De Hoogleeraar van der hoeven deelt onder den titel van Redevoeringen hier een tiental stukken mede, door hem bij verschillende gelegenheden en op onderscheidene tijden uitgesproken. De helft daarvan ziet thans niet voor de eerste maal het licht; die over de dichterlijke schoonheden van het boek van habakuk, die over de vrije beoefening der kunsten en wetenschappen, die over de geestdrift van den kunstenaar, die over den zedelijken invloed van het schouwtooneel, en bij de opening van de algemeene vergadering der Hollandsche Maatschappij van Fraaije Kunsten en Wetenschappen in 1831, zijn vroeger in onderscheidene werken opgenomen. Men vindt ze hier echter met genoegen terug, en de meeste lezers zullen den Hoogleeraar voor de vernicuwde uitgave dank weten. Ten aanzien van de eerste zou nien misschien kunnen vragen, of hare opneming in dezen bundel wel zoo geheel aan te prijzen ware. Het is een stuk uit 's mans akademietijd; het werd destijds met genoegen gehoord, en ook op aandrang van van der palm in het Mengelwerk van dit Tijdschrift medegedeeld. Doch, met bescheidenheid zij het gezegd, er bestaat verschil tusschen dat, wat men bij eenen veelbelovenden jongeling verwacht en goedkeurt, en dat, wat men van den man in de volle kracht zijner ontwikkeling eischen mag; en Rec. zou deze eerste proeve hebben laten rusten, liever dan haar bij de latere stukken te voegen. Het komt hem voor, dat in de bewerking eene groote klip bij dergelijke onderwerpen niet vermeden is. Men loopt, namelijk, bij zulk eene beschouwing van dichterlijke schoonheden, al ligt gevaar, om gedurig met andere woorden hetzelfde te zeggen, vooral bij eene behandeling, gelijk die hier is gekozen, waarbij gedurig geheele stukken van den tekst van habakuk worden medegedeeld, en deze dan weder wordt omschreven, hetgeen niet zelden bijna met
gelijkluidende woorden geschiedt. Wil men een bewijs daarvan, men leze bl. 28 tot 30. Zeker is dit een gebrek, dat niet gemakkelijk is te vermijden bij de doorloopende beschouwing van zulk een dichtstuk; neemt men meer bepaalde oogpunten, dan kan men er zich beter voor
| |
| |
wachten. Naar Recs. oordeel had dus deze vrucht van vroegere jaren liever niet moeten worden opgenomen; door die opname drukt de Hoogleeraar er als 't ware een zegel op, dat het stuk, onzes inziens, niet geheel verdiende.
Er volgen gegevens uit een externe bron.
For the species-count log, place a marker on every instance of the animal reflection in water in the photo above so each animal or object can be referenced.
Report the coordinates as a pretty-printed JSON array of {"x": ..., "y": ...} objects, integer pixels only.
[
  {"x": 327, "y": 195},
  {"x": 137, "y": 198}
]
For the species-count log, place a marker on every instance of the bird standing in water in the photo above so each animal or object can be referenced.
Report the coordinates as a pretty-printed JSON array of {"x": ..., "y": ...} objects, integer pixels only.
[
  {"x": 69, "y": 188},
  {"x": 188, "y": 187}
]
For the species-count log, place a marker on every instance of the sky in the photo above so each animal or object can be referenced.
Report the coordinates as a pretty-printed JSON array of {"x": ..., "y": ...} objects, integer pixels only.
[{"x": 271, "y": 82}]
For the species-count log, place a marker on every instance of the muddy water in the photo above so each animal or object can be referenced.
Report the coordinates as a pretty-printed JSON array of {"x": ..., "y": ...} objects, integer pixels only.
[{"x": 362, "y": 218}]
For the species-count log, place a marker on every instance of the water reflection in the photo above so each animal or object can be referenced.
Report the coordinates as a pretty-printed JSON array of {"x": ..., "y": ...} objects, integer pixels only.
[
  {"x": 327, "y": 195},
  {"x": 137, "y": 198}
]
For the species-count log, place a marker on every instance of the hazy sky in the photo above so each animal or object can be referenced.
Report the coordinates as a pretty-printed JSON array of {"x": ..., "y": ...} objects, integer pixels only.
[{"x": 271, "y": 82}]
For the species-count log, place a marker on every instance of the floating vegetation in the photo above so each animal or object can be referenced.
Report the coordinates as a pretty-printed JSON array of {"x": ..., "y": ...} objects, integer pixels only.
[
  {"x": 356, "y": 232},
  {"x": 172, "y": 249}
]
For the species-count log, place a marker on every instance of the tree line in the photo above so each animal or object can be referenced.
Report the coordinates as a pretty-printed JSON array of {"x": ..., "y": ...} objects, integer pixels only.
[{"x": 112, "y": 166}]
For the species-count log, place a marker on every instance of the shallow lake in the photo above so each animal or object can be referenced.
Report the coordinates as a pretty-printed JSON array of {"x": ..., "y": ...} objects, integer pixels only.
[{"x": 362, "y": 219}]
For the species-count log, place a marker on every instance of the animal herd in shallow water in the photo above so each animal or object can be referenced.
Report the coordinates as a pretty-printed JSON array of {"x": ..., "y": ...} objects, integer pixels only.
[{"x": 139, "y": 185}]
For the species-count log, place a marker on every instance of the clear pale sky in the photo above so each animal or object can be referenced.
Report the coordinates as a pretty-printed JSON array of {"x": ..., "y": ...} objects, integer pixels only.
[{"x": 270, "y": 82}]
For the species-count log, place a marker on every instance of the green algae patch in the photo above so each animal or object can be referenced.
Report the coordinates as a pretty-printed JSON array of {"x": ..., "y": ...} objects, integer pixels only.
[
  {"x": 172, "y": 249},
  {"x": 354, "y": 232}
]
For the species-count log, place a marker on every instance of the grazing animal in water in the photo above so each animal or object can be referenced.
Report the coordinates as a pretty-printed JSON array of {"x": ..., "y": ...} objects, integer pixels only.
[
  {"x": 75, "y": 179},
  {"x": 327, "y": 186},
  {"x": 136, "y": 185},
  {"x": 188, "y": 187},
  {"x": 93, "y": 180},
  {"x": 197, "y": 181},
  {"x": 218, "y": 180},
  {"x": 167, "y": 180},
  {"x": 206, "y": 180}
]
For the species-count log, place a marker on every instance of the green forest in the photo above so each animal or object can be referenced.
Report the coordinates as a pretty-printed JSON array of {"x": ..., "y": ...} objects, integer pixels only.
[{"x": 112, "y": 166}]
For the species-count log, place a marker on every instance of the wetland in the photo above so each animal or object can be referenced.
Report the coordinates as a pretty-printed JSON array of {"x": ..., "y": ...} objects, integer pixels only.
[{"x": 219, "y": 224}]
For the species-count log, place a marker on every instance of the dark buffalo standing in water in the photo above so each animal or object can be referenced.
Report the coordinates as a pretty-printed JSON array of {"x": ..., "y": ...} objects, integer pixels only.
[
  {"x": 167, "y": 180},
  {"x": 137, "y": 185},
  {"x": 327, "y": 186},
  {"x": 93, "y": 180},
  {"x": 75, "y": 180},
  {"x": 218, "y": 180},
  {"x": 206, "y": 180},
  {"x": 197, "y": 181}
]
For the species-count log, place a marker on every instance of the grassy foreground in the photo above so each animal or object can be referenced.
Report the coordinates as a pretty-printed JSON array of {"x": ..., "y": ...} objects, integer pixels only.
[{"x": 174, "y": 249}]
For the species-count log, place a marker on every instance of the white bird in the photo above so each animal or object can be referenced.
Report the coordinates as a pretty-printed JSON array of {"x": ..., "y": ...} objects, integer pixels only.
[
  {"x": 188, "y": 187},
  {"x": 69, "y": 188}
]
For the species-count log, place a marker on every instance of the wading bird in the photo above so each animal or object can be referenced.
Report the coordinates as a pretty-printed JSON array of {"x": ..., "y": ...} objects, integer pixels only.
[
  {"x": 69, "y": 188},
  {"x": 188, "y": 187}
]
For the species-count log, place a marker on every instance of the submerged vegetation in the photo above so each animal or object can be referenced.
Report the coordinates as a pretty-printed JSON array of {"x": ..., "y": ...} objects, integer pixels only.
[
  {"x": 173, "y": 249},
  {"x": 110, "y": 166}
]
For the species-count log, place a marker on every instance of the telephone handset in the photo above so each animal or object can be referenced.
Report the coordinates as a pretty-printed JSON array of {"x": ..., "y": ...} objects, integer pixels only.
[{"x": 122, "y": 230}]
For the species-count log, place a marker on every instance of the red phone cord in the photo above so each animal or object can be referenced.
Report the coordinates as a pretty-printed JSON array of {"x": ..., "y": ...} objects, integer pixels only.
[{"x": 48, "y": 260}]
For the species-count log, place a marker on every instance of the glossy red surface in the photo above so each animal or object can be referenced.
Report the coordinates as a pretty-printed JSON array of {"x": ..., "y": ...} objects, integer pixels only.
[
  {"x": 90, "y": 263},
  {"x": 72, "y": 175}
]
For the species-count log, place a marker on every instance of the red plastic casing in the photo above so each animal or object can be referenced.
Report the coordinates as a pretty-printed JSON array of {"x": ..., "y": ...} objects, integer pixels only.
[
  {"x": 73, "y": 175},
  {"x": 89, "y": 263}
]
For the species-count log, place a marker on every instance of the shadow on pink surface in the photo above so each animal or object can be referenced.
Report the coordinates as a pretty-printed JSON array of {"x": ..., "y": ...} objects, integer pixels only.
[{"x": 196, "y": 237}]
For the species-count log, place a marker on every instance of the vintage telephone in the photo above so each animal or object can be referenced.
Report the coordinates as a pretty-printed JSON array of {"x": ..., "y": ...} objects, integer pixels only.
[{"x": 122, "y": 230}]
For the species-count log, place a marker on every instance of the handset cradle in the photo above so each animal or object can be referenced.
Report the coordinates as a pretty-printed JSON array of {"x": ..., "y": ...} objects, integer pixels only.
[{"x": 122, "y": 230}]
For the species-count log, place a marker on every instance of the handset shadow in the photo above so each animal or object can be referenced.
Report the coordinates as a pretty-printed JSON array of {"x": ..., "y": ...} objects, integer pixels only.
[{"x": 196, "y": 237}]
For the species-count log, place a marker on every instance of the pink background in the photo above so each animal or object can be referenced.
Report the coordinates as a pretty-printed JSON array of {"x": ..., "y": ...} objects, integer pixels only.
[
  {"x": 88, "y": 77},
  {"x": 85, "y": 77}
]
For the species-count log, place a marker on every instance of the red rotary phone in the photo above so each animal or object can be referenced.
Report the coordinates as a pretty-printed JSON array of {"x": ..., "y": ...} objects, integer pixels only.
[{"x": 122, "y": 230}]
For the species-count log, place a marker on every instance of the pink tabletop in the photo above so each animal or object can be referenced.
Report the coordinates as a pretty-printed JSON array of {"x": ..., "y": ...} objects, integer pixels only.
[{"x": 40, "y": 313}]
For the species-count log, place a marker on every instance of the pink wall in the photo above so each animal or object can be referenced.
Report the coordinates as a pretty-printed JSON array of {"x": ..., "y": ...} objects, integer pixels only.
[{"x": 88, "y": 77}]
Met veel meer genoegen herlazen wij de andere hier op nieuw uitgegevene stukken, met name over de vrije beoefening van kunsten en wetenschappen en over de geestdrift van den kunstenaar. Bij eenen man als van der hoeven is het overbodig te gewagen van den schoonen, zuiveren, eenvoudigen, krachtigen stijl. Hij bezit in hooge mate die gave, om door de wijze van voorstelling, door woord en uitdrukking te treffen en te boeijen, en daarvan getuigen ook al de stukken in dezen bundel. Wij willen niet herhalen, wat over de vroeger uitgegevene bij vorige gelegenheden is gezegd, maar bepalen ons tot diegenen, welke thans voor de eerste maal het licht zîen.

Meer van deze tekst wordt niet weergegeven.